彼女はボクの正体を知ってか目を見開いてポカンとしていた。
「………忍び込むのは難しくなかった。衛兵たちは皆、腕立て伏せしていたし、巡視も凄い速度で走り回っているだけだし………。それで、あたしをどうするの? 」
少女はもう開き直っているようだった。この切り替えの早さは素晴らしいとさえ思った。
それと、同時に我が屋敷の警備について致命的な欠陥が存在していることも知らされた。
「うーん、このまま突き出しても彼らは何をしていいのか分からないと思う。その場合、多分3日ほど腕立て伏せやら腹筋させられると思うよ。下手すると面倒くさいから死刑にするかも。これ冗談じゃないから、あの連中ならするから」
ボクが彼女に説明するとシュマとコレットも納得したように頷いていた。ボクの言ったことは決して誇張でも盛ったものでもない。ここでは現実なんだ。
「………貴女のお仕事は何なのですか。盗賊ですか? 」
腕組みしたシュマが少女をじっと見つめて尋ねた。
「こう見えても、あたしは商人なのよ。今はまだ、そんなに儲けられないけど」
ボクはその言葉を聞いて何か閃いた。外との繋がり、情報、いざとなった時の脱出のための協力者の獲得、ここで彼女を只で逃すのは勿体なさすぎる。
「そうか、商人か。それなら、僕の所に定期的に商売に来てくれないかな。商品は特に指定しないけど、シュマとコレットが喜びそうなものだったら歓迎する。それと、態々、ここまで来て商売してくれるんだ。出張費もだそう。いいかな」
ボクはそう言うと彼女に手を差し出した。彼女はボクの申し出に驚いていたようだけど、納得してボクの手を握ってくれた。
「契約完了、あたしはリナって言います。若様、これからも御贔屓に」
これが、大まかなボクたちとリナとの出会いだった。確認はしていないけど、リナの中ではその事は随分と美化されているみたいだけど、実害がないのでそのままにしている。

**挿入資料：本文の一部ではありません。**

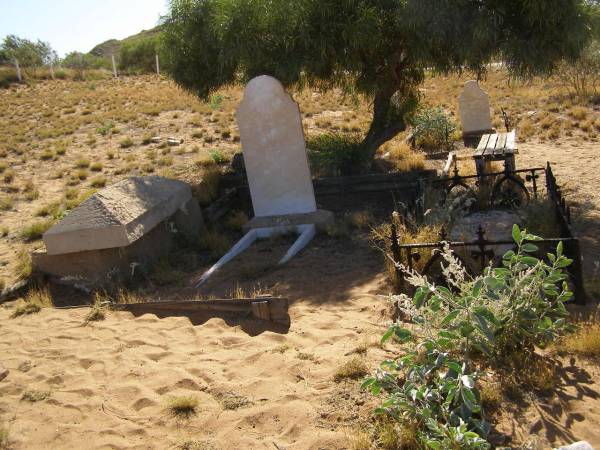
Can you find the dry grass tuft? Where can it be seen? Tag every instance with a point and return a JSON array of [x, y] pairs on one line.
[[353, 369], [192, 444], [182, 408], [35, 230], [34, 396], [585, 341], [125, 297], [230, 400], [34, 301], [5, 443], [98, 309], [235, 220], [24, 265], [215, 242]]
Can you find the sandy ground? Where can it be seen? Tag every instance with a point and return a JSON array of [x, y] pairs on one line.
[[259, 386], [109, 381]]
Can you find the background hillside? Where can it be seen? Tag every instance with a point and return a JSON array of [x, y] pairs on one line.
[[113, 46]]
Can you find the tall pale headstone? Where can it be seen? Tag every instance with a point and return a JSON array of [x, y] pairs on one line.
[[277, 167], [274, 150], [474, 106]]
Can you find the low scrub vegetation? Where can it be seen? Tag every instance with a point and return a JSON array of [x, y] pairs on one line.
[[182, 407], [456, 333], [34, 301]]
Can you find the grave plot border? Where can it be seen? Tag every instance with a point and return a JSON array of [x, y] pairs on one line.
[[483, 249]]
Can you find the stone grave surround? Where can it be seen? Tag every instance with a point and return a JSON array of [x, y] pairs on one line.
[[277, 167], [130, 222], [474, 106]]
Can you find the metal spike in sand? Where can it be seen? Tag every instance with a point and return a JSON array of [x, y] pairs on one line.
[[307, 233]]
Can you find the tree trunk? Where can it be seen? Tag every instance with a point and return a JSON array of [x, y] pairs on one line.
[[385, 124]]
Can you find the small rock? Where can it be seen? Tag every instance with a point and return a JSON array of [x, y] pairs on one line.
[[3, 372], [581, 445], [25, 366]]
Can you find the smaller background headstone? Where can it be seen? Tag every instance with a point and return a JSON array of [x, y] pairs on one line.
[[474, 106]]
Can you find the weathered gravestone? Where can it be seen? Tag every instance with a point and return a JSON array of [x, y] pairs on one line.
[[130, 222], [474, 106], [274, 150], [277, 168]]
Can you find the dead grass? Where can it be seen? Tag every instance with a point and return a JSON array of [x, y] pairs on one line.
[[385, 434], [182, 408], [98, 309], [34, 396], [35, 230], [230, 400], [5, 442], [126, 297], [254, 292], [585, 341], [137, 108], [23, 266], [215, 242], [353, 369], [34, 301]]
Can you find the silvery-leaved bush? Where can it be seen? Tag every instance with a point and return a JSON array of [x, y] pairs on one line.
[[505, 310]]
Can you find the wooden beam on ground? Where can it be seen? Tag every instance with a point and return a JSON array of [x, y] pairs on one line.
[[274, 309]]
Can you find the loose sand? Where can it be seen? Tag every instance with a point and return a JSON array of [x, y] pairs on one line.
[[259, 386]]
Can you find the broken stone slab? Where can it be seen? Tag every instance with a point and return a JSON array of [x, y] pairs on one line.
[[581, 445], [118, 215], [174, 141]]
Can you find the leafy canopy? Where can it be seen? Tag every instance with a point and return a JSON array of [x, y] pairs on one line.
[[377, 48], [28, 53], [365, 44]]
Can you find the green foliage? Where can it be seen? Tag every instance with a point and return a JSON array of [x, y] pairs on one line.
[[139, 56], [29, 54], [217, 156], [433, 130], [582, 76], [82, 62], [334, 154], [215, 101], [506, 311], [377, 48]]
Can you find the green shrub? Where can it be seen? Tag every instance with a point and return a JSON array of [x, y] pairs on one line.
[[433, 130], [139, 56], [334, 154], [503, 313], [35, 230], [217, 156]]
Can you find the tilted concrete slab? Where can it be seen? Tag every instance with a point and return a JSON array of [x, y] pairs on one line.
[[118, 215]]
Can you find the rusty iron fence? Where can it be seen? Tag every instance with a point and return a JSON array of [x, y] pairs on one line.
[[484, 251]]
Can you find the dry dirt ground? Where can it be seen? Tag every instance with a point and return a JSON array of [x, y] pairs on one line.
[[60, 140], [106, 384]]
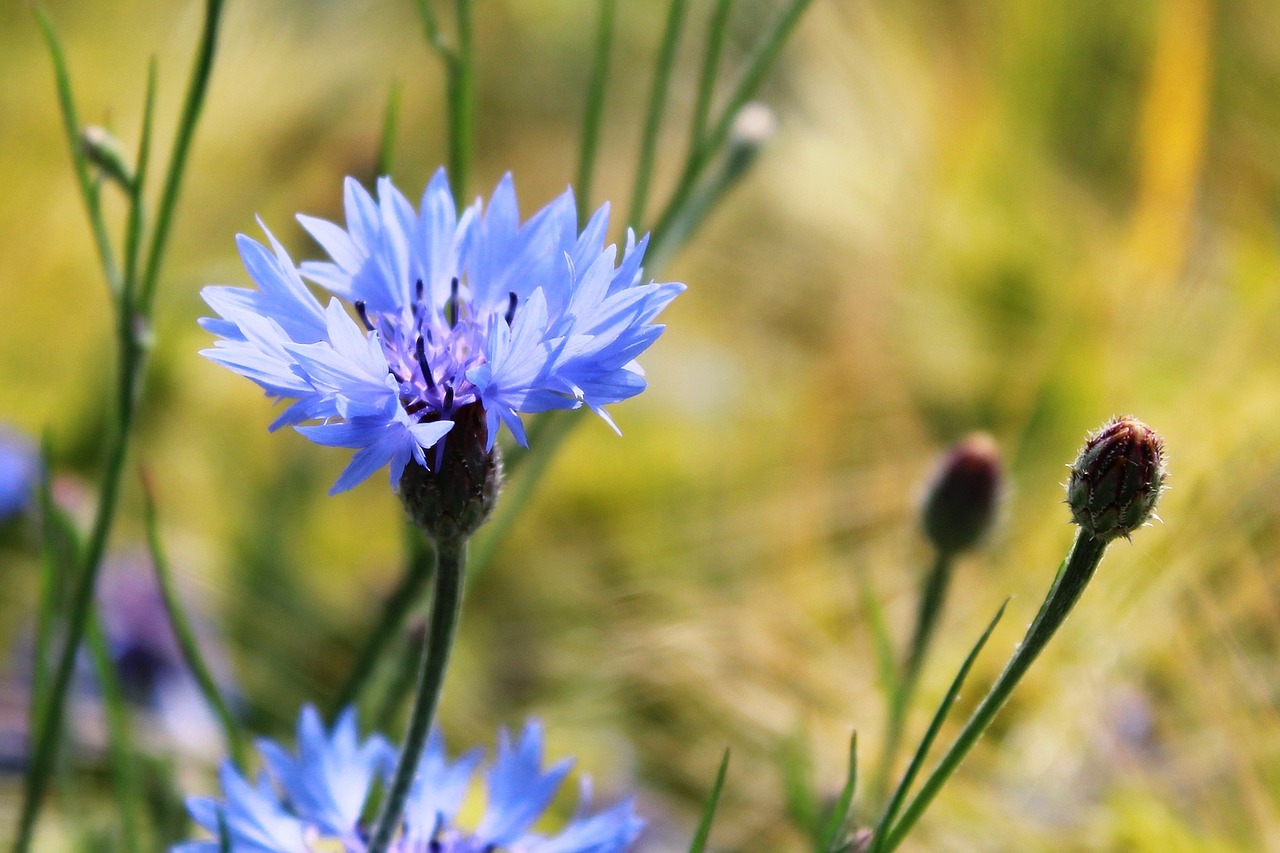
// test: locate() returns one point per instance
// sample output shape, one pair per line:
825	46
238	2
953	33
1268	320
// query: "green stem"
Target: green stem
1070	582
716	32
186	637
191	108
932	597
657	106
394	612
446	606
594	108
461	106
49	726
757	65
71	124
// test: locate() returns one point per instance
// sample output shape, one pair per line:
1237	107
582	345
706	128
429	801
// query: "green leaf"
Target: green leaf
704	826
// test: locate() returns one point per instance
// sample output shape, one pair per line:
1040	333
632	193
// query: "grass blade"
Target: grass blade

「お嬢様、料理が来ましたよ。シュマとコレットのリクエストのとおり、お肉とお魚だよ。お行儀よくだよ。がっついたらロスタお嬢様の恥になるからね」
湯気を上げた料理が運ばれ、野生の目つきになっているシュマとコレットにリナが注意を促した。
「それぐらい、分かってます」
シュマがぷーっと膨れた。ふっくらしたシュマが膨れるとこれで耳が立っていれば白熊みたいに見えたけど、言わないことにする。
「お嬢様の分、取り分けますね」
コレットが小皿を手にして、ボクの分を早速取り分けてくれた。それを見たシュマが果実酒をボクのコップに注ごうとした。
「ボクはお酒には弱いの。だから、それはリナたちで楽しんで」
ボクはシュマを傷つけないようにやんわりと断ると、彼女はそっと果実酒の瓶を置くとジュースをたっぷりと注いでくれた。
「………ドリスコル商会がナンガの街で大きなことをしようとしているらしいぜ」
「それ聞いた、物を売るという話でもないらしい………」
ボクたちが食事を楽しみだした時、ふと周りから興味深い話が聞こえてきた。
これが、リナが言っていた、情報が手に入る、と言う事なんだとボクは悟った。
こういう時のリナはカッコいいと思った。でも、口にするとのぼせるから、これも黙っておくことにした。